Grumblings

Grumble, Grumlbe, Grumble...

Grumblings are always grumbling,
about this and that.
Go ask a Grumbling to take out the garbage,
he'll retort, 
"What, and waste my time?
I ain't doin' no rubbish like trash!"
Or tell him to trim the hedge, 
and he'll growl very low,
"Leave me alone, Jack, I'm bushed 
and am staying planted right here 
so long as I can't figure out
what whack smack you are barking about."
Try to get a Grumbling to feed the fish,
he'll reply composed and reposed,
"I just can't do it, Trish, 
for I fear the only fish I'm hooked on
come off punch-lines and onto my dinner dish."
Though, the true problem comes
when the Grumblings are more than one.
Whereas 'a' Grumbling can be humbled into mumbles
with 'a' strategically placed TV 
(which he'll watch indefinitely),
if a number of Grumblings start 
stumbling though doors, jumbling out windows 
and falling in a bumble of tumbles 
down the crumbling chimneys narrow,
that grumbling will roar into a rumbling crescendo
that even the mayor can't fix,
because by then he'll be grumbling, too,
with little, if any, clue of how to save
a neighborhood that has gone to 
the Grumbling zoo.

7 thoughts on “Grumblings

  1. Mike, this is the best poem of yours ive read for a long time. It has its own internal logic and humor like the grinch and cat in the hat. I think you have areally marketable idea for childrens lit here and you should try adn develop it. It has more milage than gecko man and puzzle yums.

  2. Reading Grumblings I kept thinking of Shel Silverstein’s poetry and Theodore Roethke’s “Dirty Dinky” type stuff.

    If you published an anthology I bet it’d go over well. Especially with the illustrations.

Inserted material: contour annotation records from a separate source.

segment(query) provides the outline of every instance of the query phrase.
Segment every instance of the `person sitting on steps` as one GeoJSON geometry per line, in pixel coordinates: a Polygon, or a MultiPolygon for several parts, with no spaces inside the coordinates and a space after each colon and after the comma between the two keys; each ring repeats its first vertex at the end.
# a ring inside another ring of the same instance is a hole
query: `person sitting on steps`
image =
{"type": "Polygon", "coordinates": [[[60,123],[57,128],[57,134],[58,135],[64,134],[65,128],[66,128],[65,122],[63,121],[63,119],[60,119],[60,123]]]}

  3. You know Shel Silverstein has out a new book out? It is called Bunny Babbit. I loved him so as a kid (and still do). I think that Where the Sidewalk Ends was the first book of poetry that was ever bought for me by my own request. My third grade teacher, Miss Archambeau, used to read him to us in class. During Miss Archambeau’s readings of Silverstien, I fell maddly in love with her. She was perhaps my first real crush. When I entered into the 4th grade, I went back to visit Miss Archambeau, who in the interim of my grade change had gotten married. I remember I accidently called her Miss Archambeau out of habit and she corrected me about her new name. I think that was my first real introduction to heartbreak.